Thursday, September 22, 2022

Week 2 - Day 2 Thursday Psalm 104 vs 19

 You made the moon to mark the seasons, the sun that knows the hour of its setting.

This is the first day of fall. Yesterday marked the halfway point of the journey of the sun from the longest to the shortest day on Winter Solstice. The day dawns in grayness, a quarter inch of rain has fallen so far today and its cool wetness announces the heat of summer has passed and we can longer expect to see growth in the green and colorful things around us but, rather, a drying preparation for winter. Green will give way to brown and tan but also to the spectacular shades of yellow, orange and red. Walking in the aspens and tamaracks in the hills and down the maple tree-lined streets by the university will give us a palette of colors so intense we are always surprised by what we see. 

Psalm 104 is an extended, beautiful psalm of praise of God for the spectacular world we have been gifted. Verse 19 is just one of 35 but it offers some insight to note on this time of the threshold of summer to winter. Today, like most of the world, we measure our days based on the calendar of the sun. Seasons are marked by the passage of the earth around the sun. Summer solstice and winter solstice are the longest and shortest days and the Equinox mark the halfway points of the movement toward the longest and shortest days.  We celebrate the threshold of an old year from to a new one on a day just after the winter solstice when it is possible to conclusively understand the journey from short to long has begun. 

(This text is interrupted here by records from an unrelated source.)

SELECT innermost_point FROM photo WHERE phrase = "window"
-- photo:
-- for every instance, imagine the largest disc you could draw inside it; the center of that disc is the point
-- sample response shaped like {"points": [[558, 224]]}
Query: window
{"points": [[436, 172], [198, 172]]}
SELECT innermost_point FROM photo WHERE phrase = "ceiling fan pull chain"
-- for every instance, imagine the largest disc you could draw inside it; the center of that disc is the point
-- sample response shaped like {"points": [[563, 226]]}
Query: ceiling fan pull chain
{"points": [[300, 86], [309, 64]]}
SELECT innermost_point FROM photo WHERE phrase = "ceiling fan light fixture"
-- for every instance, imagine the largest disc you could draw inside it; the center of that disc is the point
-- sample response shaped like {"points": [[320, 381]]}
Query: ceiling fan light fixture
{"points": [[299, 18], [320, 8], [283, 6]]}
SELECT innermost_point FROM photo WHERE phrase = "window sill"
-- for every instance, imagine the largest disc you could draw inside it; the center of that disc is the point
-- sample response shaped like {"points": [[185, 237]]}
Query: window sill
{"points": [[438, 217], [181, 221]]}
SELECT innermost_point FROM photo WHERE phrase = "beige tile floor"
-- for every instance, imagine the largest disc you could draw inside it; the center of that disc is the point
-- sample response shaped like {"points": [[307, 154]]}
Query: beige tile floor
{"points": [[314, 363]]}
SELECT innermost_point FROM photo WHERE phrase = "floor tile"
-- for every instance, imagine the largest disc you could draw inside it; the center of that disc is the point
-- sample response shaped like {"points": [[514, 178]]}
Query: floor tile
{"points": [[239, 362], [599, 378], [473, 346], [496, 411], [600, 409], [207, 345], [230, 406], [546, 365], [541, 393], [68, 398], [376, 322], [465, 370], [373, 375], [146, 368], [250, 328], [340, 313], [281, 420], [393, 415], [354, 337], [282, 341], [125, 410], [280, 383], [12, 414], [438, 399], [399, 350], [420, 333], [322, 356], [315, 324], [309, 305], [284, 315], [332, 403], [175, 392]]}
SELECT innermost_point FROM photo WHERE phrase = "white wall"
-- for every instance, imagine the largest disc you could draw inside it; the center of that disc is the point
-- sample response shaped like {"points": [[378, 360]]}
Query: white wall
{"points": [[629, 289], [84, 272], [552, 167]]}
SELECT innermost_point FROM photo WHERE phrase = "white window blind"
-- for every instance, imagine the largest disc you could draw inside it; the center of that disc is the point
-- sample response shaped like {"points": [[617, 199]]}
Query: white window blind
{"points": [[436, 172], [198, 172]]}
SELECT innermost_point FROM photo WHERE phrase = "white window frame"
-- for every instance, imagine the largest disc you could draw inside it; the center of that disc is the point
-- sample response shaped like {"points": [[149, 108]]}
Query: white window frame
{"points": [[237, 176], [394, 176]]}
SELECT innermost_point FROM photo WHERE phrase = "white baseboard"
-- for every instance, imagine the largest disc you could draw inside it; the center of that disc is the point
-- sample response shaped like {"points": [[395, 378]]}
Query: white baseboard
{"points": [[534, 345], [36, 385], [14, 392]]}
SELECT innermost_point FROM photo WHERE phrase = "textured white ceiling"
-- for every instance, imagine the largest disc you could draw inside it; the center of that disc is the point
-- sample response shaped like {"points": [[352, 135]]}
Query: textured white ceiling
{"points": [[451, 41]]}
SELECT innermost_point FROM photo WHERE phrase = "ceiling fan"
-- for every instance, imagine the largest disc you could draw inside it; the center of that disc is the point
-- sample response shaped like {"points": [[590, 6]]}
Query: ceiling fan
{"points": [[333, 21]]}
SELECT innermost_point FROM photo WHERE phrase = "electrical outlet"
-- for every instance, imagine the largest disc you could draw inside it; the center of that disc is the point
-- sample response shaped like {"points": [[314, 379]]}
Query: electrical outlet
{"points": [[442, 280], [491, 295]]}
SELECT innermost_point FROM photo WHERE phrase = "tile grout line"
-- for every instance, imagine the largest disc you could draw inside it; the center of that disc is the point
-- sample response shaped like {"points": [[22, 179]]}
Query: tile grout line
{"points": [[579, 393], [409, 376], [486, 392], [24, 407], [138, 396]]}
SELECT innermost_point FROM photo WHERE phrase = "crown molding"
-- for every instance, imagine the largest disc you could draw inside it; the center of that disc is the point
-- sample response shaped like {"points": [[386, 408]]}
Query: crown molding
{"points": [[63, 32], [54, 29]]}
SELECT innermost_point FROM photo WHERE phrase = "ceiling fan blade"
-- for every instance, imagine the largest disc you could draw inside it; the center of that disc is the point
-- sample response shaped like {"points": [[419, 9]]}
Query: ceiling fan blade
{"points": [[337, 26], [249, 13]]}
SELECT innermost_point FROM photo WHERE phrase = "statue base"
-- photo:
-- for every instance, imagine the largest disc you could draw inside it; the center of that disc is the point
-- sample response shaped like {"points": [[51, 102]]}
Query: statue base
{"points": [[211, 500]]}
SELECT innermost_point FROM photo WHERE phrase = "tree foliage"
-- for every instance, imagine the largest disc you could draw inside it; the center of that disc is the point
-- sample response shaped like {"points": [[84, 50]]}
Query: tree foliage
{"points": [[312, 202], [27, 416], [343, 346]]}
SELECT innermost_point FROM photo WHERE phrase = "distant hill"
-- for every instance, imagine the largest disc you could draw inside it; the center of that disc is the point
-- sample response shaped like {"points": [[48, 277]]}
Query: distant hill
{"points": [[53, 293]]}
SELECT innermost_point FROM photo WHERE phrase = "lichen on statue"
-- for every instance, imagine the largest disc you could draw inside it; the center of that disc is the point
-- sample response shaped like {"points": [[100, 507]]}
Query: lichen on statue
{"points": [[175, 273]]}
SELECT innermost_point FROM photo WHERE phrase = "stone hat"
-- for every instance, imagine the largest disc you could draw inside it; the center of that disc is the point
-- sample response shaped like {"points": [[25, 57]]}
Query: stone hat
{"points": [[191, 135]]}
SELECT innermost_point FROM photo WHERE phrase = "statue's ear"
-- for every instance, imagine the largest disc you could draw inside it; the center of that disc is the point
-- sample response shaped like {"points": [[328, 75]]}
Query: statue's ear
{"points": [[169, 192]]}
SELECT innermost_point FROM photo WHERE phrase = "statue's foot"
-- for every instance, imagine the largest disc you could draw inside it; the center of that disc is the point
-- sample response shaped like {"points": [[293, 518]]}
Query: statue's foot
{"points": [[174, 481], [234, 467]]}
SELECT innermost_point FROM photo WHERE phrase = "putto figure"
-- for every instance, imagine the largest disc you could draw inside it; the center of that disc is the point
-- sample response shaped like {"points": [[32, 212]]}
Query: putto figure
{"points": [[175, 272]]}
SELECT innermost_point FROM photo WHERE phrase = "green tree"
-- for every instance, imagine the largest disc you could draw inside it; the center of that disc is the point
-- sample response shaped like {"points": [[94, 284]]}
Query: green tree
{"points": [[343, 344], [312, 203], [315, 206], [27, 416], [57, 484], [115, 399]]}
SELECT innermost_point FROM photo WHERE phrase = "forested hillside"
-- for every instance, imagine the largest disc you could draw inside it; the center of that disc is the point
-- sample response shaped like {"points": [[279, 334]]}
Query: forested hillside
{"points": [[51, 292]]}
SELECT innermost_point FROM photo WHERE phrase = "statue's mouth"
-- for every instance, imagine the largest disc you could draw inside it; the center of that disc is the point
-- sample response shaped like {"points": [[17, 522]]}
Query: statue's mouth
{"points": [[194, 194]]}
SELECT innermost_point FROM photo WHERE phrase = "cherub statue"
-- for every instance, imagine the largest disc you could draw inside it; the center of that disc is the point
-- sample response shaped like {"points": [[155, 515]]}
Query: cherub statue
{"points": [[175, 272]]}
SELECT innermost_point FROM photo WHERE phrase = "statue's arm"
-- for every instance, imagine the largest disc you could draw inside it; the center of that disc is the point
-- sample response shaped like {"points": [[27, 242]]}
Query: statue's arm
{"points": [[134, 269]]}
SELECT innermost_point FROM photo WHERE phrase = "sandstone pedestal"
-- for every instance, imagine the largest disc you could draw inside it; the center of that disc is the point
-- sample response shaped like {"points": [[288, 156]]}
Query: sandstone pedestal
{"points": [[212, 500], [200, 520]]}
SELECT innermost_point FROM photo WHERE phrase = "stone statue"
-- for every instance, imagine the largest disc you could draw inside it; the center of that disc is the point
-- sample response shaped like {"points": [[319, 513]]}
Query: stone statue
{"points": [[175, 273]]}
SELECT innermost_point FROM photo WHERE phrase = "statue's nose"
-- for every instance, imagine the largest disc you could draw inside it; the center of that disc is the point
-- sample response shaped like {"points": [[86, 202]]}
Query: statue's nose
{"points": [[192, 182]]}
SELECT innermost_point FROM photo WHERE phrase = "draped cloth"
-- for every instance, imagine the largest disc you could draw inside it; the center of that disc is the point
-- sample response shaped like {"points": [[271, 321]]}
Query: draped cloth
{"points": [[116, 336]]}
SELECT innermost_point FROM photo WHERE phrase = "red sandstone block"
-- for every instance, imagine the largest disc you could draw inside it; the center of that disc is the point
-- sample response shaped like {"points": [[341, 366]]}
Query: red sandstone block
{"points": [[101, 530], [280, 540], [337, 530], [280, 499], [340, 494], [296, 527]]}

Jews, however, operate under a different calendar that recognizes both the sun and moon as being integrated into measuring and marking the passage of days from one month to the next, from season to season and from the end of one year to the beginning of the next. The calendar of months, however, is based upon a lunar cycle rather than a solunar 12 months in each year model. Today is September 22, 2022 with the year being arbitrarily assigned to what was thought to be the year of the birth of Jesus. Ironically, they got the calculation wrong so the year should be 2027 or 2028. 


Today, however, the Hebrew calendar is 26 Elul 5782 with a starting point in the year 3761 BC which is the commonly accepted date of the creation of the earth. The Jewish new year, Rosh HaShanah falls on the day of the first new moon following the fall equinox. This year that day begins at sunset on 9/25. 

As I review what I have written so far, there does not seem to be much in the way of scriptural reflection. I went down a factual history rabbit hole. That is going to happen to me from time to time because I can be totally amazed at how different peoples observe the passage of time. The point of all this, however, is to embrace the awareness is we live in a created world that operates according to a schedule God established that relies upon the sun which rules the day and the moon which shines the night. The coming and going of the days are marked by the coming and going of the moon and we can take awe in that measurement even if we operate under a different way of measuring in which we watch the moon but measure by the light day. 

Today, the harvest full moon is behind us and on 9/25 we will have a new moon. November 23 will be the date of the first new moon after the mid-way point between fall and winter which will be the formal date of Samhain, the Celtic New Year. For today, however, all of these facts are interesting but what is important beyond all discussion is being mindful of who created the earth out of chaos and set the stars and moon in motion. What is more important of all is the understanding that I was also created from chaos. We all were and our creation is continuing just as the calendar we use to mark our days continues. Wonder is what feels my soul this morning. No wonder as the word for pondering but wonder as in awe. Wonder-filled, awe-filled is the creation that we are in and that is for us.